For the rasperry puree, just blend a small punnet of raspberries with a little icing sugar & pass through a fine sieve to remove the seeds.
Peanut Rayu & Pistachio Brittle
There is a little spicy kick to this brittle with using the peanut rayu, so intead of this you could use a mixture of your favourite nuts
- 100g butter
- 350g Caster sugar
- 200ml Water
- 100g Peanut Rayu
- 25g Pistachio nuts lightly broken
- ½ x tsp baking soda
- 2 x tbsp Golden Syrup
- Place sugar, water, butter & golden syrup in saucepan & bring to a gentle boil.
- Stirring occasionally, keep on a medium heat and continue to boil until light caramel stage is reached, if you have a sugar thermometer temperature around 160°C
- Remove from the heat and stir in baking soda, the mixture will act like honeycomb and bubble up.
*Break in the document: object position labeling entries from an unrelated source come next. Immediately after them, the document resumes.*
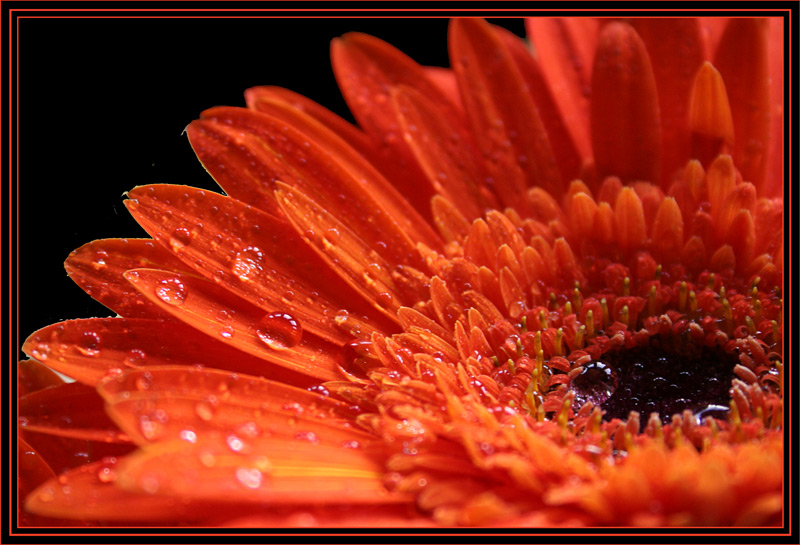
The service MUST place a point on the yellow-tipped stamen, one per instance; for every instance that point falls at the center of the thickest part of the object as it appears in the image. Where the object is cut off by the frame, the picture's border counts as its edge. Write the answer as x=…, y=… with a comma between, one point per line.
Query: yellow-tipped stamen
x=579, y=336
x=751, y=326
x=651, y=301
x=682, y=292
x=577, y=298
x=558, y=345
x=589, y=324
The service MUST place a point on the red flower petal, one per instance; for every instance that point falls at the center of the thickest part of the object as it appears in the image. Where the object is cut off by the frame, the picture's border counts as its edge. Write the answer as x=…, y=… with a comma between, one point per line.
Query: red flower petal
x=213, y=310
x=675, y=49
x=345, y=252
x=252, y=254
x=624, y=108
x=69, y=410
x=33, y=376
x=318, y=162
x=741, y=58
x=165, y=403
x=564, y=149
x=502, y=114
x=88, y=350
x=442, y=154
x=97, y=268
x=565, y=48
x=264, y=470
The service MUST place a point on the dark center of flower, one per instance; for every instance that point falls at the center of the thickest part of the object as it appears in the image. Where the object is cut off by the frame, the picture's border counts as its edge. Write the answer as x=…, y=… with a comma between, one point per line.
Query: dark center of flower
x=667, y=376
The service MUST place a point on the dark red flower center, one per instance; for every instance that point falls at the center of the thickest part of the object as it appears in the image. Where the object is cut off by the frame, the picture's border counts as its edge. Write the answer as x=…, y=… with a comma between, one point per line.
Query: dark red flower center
x=667, y=376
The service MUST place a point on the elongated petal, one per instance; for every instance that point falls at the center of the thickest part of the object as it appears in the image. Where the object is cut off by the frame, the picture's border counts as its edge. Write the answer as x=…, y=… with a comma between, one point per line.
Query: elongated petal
x=88, y=493
x=565, y=48
x=441, y=153
x=502, y=114
x=741, y=58
x=69, y=410
x=33, y=376
x=257, y=256
x=624, y=109
x=97, y=267
x=565, y=151
x=344, y=251
x=316, y=160
x=366, y=69
x=165, y=403
x=267, y=470
x=675, y=49
x=276, y=337
x=88, y=350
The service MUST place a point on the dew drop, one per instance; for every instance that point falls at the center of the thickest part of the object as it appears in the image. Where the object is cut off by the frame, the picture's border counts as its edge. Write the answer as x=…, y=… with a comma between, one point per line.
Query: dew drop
x=204, y=410
x=171, y=291
x=247, y=263
x=180, y=239
x=279, y=331
x=249, y=477
x=89, y=344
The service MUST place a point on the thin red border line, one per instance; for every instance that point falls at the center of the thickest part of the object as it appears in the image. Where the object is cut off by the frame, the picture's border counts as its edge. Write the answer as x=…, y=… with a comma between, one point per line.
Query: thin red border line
x=11, y=169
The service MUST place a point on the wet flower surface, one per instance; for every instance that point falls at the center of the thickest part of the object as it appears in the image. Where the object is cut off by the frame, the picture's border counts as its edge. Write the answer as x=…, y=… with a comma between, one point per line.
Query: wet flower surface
x=539, y=288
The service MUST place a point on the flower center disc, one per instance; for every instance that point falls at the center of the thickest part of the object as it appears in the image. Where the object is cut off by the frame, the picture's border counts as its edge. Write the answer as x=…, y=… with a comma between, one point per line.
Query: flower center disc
x=667, y=376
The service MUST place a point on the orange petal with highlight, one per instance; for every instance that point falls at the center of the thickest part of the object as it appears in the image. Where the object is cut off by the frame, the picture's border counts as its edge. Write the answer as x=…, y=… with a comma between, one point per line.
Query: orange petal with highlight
x=503, y=117
x=675, y=48
x=629, y=215
x=276, y=337
x=624, y=108
x=97, y=268
x=268, y=471
x=565, y=48
x=741, y=59
x=254, y=255
x=166, y=403
x=710, y=119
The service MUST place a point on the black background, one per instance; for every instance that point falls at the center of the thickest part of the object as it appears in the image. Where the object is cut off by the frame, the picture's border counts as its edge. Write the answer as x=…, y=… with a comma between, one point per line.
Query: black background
x=103, y=104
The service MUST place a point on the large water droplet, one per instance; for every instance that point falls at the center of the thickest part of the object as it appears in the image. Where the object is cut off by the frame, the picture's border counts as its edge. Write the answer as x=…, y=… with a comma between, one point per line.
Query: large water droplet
x=171, y=291
x=179, y=239
x=279, y=331
x=89, y=344
x=596, y=383
x=247, y=263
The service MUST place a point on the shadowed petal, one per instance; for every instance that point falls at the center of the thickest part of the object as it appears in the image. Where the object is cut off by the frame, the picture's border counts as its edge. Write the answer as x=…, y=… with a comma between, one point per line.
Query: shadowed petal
x=257, y=256
x=502, y=114
x=624, y=108
x=70, y=410
x=88, y=350
x=276, y=337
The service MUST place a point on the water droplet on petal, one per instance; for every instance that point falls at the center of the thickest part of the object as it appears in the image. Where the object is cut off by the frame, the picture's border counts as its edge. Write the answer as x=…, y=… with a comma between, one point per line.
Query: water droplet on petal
x=247, y=263
x=89, y=344
x=180, y=239
x=171, y=291
x=249, y=477
x=279, y=331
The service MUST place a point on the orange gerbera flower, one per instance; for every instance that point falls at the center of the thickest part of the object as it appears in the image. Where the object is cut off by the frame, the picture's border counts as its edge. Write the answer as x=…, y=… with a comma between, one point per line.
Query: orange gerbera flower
x=535, y=289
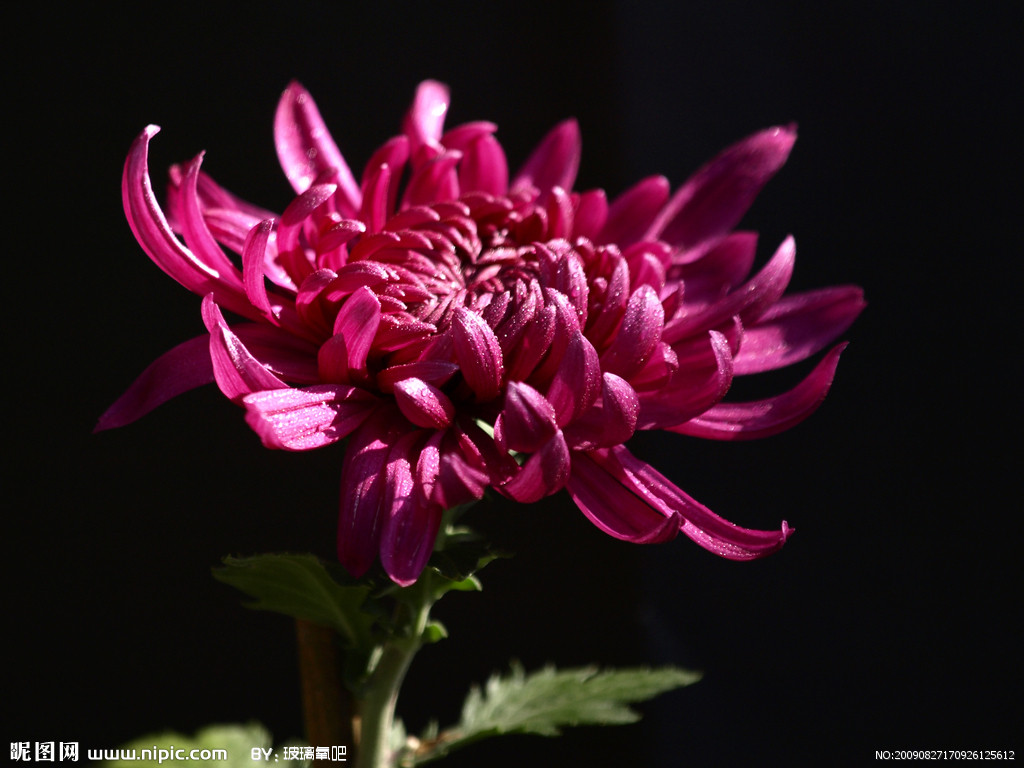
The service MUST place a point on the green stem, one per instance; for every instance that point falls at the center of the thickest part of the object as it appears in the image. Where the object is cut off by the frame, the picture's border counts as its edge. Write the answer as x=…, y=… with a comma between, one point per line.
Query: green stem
x=377, y=709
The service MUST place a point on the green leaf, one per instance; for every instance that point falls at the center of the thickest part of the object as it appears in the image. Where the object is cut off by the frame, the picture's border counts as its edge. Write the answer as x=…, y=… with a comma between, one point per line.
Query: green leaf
x=300, y=586
x=548, y=700
x=238, y=740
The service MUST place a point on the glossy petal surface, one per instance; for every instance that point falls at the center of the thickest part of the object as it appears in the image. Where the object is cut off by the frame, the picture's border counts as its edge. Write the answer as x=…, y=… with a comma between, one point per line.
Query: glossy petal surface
x=468, y=327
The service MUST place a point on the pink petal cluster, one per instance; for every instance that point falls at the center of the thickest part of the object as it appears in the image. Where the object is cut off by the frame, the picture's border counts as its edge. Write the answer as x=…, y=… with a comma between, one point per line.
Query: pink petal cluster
x=466, y=328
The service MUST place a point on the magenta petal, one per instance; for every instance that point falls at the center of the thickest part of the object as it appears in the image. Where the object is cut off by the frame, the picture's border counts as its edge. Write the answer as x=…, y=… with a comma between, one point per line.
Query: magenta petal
x=154, y=235
x=238, y=373
x=305, y=147
x=747, y=421
x=526, y=422
x=632, y=212
x=305, y=419
x=253, y=258
x=363, y=481
x=718, y=271
x=185, y=367
x=456, y=478
x=700, y=524
x=410, y=520
x=194, y=227
x=714, y=200
x=692, y=390
x=423, y=403
x=478, y=353
x=425, y=121
x=615, y=508
x=483, y=167
x=797, y=327
x=576, y=384
x=554, y=162
x=749, y=301
x=638, y=335
x=356, y=323
x=545, y=472
x=610, y=421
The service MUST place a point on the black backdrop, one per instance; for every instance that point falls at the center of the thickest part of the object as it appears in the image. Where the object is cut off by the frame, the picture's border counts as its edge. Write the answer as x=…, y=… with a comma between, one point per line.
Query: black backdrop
x=887, y=621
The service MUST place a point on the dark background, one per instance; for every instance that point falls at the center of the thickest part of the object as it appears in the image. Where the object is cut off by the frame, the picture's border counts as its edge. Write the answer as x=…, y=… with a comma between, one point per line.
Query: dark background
x=886, y=623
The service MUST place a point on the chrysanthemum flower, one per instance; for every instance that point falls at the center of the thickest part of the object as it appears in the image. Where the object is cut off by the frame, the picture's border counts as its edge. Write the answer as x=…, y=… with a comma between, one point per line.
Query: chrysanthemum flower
x=468, y=330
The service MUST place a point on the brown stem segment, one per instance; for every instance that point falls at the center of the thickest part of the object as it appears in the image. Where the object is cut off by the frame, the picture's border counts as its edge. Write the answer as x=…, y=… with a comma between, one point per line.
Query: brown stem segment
x=327, y=706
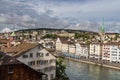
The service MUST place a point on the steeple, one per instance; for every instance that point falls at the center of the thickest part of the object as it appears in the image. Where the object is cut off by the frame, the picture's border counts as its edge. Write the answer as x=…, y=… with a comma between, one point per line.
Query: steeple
x=102, y=29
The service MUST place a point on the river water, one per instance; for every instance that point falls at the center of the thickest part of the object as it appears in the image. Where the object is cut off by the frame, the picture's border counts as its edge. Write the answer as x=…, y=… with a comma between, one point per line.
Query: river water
x=83, y=71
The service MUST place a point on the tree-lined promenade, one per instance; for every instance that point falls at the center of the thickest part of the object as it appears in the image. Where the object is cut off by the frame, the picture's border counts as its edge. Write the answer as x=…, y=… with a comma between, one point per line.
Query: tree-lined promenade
x=93, y=61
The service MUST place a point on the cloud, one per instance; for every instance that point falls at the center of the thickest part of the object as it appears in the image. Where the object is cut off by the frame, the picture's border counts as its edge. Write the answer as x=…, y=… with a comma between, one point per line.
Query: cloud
x=61, y=13
x=25, y=15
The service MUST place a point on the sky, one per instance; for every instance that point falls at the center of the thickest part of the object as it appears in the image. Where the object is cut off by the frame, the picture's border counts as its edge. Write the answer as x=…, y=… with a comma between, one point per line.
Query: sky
x=65, y=14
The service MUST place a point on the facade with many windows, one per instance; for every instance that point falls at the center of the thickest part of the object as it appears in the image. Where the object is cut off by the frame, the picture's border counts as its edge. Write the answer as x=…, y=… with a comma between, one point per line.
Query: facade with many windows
x=36, y=57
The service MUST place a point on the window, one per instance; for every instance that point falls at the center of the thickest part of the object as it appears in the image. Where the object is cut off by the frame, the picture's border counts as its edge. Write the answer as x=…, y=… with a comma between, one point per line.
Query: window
x=31, y=55
x=47, y=54
x=10, y=69
x=31, y=63
x=39, y=54
x=25, y=56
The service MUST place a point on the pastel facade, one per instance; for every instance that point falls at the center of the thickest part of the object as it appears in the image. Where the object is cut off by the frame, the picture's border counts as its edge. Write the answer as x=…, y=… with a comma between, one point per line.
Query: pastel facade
x=95, y=50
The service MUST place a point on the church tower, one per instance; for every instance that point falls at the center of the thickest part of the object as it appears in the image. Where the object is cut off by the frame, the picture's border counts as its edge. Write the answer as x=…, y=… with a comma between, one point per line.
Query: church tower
x=102, y=31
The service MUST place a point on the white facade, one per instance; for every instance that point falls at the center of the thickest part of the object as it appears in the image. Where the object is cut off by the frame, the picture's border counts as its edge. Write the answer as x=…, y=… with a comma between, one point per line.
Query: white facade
x=41, y=60
x=82, y=50
x=114, y=53
x=95, y=50
x=106, y=52
x=58, y=45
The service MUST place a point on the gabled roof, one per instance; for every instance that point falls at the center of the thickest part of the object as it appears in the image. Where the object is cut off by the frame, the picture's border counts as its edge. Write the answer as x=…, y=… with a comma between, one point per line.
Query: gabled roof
x=66, y=40
x=20, y=49
x=63, y=40
x=8, y=60
x=4, y=41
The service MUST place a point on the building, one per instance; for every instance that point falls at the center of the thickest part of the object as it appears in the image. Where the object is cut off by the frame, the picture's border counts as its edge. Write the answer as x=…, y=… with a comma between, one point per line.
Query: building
x=12, y=69
x=35, y=56
x=82, y=50
x=111, y=52
x=96, y=50
x=66, y=45
x=62, y=44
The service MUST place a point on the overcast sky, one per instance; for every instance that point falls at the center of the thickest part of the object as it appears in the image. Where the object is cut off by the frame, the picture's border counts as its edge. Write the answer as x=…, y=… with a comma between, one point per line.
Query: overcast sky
x=75, y=14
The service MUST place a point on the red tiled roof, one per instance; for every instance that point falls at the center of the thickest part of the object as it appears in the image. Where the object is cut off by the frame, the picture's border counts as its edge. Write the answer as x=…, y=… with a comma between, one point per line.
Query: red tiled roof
x=20, y=49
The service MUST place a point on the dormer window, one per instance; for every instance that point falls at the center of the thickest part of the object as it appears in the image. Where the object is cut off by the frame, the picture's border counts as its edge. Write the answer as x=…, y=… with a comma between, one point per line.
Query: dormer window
x=39, y=54
x=31, y=55
x=47, y=54
x=10, y=69
x=25, y=56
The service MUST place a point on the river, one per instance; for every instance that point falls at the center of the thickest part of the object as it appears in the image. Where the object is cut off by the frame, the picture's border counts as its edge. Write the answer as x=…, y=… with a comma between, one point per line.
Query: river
x=83, y=71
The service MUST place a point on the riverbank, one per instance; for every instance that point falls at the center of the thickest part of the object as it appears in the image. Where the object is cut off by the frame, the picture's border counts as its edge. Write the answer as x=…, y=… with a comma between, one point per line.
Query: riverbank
x=94, y=63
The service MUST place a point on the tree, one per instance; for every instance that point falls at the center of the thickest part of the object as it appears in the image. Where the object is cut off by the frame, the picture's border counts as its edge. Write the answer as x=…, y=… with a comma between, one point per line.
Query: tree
x=60, y=70
x=52, y=36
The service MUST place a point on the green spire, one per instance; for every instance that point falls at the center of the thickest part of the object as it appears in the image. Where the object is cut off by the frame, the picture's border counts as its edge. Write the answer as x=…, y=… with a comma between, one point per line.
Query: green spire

Stir in the peanut rayu & pistachios, quickly scrape out the brittle onto a parchment lined baking sheet.
- Spread out into a thin layer with a spatula
- Leave to cool, then you can break up in pieces.
I stored mine in layers of parchment in airtight container.
Has a Sweet crunchy texture which resembles soil, bit chefy this bit
- 75g caster sugar
- 75ml water
- 50g 75% dark chocolate, broken into fine shards
- Place sugar, water, in saucepan & bring to a gentle boil.
- Continue boiling until a light caramel colour starts to appear around the edges.
- Remove from the heat and whisk in the chocolate pieces, keep on stirring until chocolate crystallises, this will happen very rapidly.
- Keep in an airtight container until ready to use.